(See also Overview of Head and Neck Tumors.)
Basal cell and squamous cell carcinomas may arise in the ear canal. Persistent inflammation caused by chronic otitis media may predispose to the development of squamous cell carcinoma. Extensive resection is indicated, followed by radiation therapy. En bloc resection of the ear canal with sparing of the facial nerve is done when lesions are limited to the canal and have not invaded the middle ear. Deeper invasion requires a more significant temporal bone resection. These resections are typically done by surgeons specializing in neurotology or skull base surgery.
Rarely, squamous cell carcinoma originates in the middle ear. The persistent otorrhea of chronic otitis media may be a predisposing factor. Resection of the temporal bone and postoperative radiation therapy are necessary.
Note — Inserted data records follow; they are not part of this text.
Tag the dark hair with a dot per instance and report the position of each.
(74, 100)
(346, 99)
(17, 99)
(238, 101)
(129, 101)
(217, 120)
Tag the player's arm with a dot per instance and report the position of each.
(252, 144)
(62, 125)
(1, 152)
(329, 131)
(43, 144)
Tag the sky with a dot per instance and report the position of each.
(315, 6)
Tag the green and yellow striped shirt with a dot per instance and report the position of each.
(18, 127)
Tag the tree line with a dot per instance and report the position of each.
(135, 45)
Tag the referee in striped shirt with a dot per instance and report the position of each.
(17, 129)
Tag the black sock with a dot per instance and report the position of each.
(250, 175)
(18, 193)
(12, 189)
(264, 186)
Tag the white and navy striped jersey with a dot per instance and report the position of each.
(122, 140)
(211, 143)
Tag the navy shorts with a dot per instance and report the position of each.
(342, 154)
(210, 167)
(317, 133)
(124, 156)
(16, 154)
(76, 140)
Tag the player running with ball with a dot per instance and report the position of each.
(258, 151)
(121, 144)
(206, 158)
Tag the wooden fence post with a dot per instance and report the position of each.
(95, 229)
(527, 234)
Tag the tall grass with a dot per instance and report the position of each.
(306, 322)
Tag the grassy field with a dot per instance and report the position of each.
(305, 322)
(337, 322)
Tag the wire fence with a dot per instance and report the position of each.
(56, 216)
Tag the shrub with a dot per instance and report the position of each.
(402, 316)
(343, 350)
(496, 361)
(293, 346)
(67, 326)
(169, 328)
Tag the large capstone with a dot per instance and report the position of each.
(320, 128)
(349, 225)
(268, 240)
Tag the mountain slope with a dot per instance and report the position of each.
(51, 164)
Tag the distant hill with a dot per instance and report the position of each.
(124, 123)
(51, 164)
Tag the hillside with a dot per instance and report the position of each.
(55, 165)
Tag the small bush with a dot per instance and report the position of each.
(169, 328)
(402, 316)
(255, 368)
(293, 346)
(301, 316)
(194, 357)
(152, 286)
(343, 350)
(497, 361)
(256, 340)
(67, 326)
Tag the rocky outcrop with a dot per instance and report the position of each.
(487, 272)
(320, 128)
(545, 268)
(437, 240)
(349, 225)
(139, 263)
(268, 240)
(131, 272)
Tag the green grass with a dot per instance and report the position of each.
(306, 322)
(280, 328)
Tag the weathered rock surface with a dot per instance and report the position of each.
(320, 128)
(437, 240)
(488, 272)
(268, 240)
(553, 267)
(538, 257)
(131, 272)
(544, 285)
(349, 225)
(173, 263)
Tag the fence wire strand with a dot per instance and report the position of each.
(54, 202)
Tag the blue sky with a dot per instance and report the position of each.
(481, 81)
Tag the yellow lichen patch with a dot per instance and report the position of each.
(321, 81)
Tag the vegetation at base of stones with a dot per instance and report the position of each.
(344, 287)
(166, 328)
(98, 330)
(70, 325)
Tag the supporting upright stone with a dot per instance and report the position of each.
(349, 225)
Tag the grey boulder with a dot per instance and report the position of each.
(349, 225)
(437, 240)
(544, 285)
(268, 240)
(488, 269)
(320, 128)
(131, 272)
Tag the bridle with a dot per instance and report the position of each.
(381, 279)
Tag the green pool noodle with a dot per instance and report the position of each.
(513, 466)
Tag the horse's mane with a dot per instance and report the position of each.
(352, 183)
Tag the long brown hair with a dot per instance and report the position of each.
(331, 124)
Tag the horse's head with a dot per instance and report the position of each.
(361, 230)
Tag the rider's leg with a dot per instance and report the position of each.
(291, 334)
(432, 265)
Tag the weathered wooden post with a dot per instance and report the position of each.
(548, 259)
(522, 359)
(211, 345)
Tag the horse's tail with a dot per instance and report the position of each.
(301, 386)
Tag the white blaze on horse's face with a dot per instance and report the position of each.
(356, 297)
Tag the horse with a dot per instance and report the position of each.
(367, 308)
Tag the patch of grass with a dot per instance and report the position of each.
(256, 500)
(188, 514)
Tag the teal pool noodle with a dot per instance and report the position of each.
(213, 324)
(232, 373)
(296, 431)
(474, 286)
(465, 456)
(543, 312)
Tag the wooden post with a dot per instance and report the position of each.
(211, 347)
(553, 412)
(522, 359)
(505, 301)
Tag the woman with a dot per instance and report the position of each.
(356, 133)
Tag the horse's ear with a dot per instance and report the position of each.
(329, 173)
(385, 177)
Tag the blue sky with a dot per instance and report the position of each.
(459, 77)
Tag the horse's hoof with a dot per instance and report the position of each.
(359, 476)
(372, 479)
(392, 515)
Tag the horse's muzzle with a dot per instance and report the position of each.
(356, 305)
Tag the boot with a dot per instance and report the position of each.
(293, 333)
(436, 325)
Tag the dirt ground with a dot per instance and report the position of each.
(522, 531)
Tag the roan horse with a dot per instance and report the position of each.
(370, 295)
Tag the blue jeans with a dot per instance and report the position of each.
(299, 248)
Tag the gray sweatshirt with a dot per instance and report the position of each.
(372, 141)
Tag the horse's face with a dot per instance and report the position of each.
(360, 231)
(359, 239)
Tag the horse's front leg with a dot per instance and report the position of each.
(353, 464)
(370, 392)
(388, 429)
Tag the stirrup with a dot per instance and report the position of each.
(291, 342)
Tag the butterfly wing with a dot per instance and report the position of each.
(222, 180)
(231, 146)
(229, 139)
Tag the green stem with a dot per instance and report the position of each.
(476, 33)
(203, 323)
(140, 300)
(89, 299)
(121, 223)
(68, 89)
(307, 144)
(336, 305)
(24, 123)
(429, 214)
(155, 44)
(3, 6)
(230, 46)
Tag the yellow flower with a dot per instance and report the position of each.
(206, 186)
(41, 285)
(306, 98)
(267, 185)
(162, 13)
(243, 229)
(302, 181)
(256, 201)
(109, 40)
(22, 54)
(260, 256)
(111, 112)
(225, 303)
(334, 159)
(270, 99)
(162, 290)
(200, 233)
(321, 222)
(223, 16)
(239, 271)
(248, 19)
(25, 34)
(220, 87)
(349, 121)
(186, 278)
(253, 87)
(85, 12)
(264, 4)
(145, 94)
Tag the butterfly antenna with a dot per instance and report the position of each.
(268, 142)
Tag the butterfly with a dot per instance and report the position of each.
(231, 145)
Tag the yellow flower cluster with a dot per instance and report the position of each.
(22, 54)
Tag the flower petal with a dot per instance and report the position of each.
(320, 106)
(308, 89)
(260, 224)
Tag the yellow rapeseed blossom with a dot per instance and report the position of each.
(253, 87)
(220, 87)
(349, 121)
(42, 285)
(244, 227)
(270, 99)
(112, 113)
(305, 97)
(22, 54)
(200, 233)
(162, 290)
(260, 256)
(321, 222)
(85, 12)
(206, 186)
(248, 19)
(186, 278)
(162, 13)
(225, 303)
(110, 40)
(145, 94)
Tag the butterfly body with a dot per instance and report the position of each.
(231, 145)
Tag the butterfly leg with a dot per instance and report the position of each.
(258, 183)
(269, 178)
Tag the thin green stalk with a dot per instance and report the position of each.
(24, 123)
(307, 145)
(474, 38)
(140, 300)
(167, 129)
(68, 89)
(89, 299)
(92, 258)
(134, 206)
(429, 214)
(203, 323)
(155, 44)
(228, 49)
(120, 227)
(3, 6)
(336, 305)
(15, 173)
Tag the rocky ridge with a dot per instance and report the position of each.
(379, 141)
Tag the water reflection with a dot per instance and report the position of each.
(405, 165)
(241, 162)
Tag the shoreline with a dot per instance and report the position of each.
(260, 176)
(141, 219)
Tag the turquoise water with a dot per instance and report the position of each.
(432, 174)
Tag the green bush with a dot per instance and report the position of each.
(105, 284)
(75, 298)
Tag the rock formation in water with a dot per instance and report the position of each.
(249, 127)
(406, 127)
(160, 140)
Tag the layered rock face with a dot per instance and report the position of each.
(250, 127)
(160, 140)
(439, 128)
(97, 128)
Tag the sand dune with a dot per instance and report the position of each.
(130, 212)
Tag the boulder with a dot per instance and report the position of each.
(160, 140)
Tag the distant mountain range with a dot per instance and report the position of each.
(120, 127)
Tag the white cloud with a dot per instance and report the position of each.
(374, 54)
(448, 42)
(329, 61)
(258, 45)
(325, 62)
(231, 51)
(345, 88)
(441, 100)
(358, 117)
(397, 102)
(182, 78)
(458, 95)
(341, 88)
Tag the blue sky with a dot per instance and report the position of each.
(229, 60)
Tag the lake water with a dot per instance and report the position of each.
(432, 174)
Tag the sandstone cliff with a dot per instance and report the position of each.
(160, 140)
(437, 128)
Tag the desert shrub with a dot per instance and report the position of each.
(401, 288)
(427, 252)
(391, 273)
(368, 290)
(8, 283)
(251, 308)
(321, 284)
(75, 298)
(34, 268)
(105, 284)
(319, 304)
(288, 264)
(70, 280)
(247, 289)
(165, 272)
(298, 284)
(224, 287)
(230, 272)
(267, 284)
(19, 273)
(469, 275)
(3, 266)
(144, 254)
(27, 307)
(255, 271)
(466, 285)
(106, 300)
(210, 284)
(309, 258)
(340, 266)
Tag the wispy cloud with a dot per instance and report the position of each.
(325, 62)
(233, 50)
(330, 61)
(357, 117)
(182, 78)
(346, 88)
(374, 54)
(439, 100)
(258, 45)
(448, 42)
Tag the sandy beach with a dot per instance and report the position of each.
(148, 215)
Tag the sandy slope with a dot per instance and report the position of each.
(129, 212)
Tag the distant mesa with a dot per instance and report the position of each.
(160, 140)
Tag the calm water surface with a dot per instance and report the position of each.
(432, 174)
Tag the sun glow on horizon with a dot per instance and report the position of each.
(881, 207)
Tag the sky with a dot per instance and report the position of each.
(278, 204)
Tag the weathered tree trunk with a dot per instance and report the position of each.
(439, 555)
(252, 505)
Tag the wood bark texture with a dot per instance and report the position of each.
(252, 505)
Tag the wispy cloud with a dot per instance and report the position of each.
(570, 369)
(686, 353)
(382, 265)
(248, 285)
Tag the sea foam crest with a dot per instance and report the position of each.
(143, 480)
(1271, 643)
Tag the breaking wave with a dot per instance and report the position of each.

Nonchromaffin paragangliomas (chemodectomas) arise in the temporal bone from glomus bodies in the jugular bulb (glomus jugulare tumors) or the medial wall of the middle ear (glomus tympanicum tumors). They appear as a pulsatile red mass in the middle ear. The first symptom often is tinnitus that is synchronous with the pulse. Hearing loss develops, followed by vertigo. Cranial nerve palsies of the 9th, 10th, or 11th nerve may accompany glomus jugulare tumors that extend through the jugular foramen. Excision is the treatment of choice, and radiation is used for nonsurgical candidates.
Sebaceous cysts, osteomas, and keloids may arise in and occlude the ear canal, causing retention of cerumen and conductive hearing loss. Excision is the treatment of choice for all benign otic tumors.
Ceruminomas occur in the outer third of the ear canal. These tumors appear benign histologically and do not metastasize regionally or distantly but they are locally invasive and potentially destructive and should be excised widely.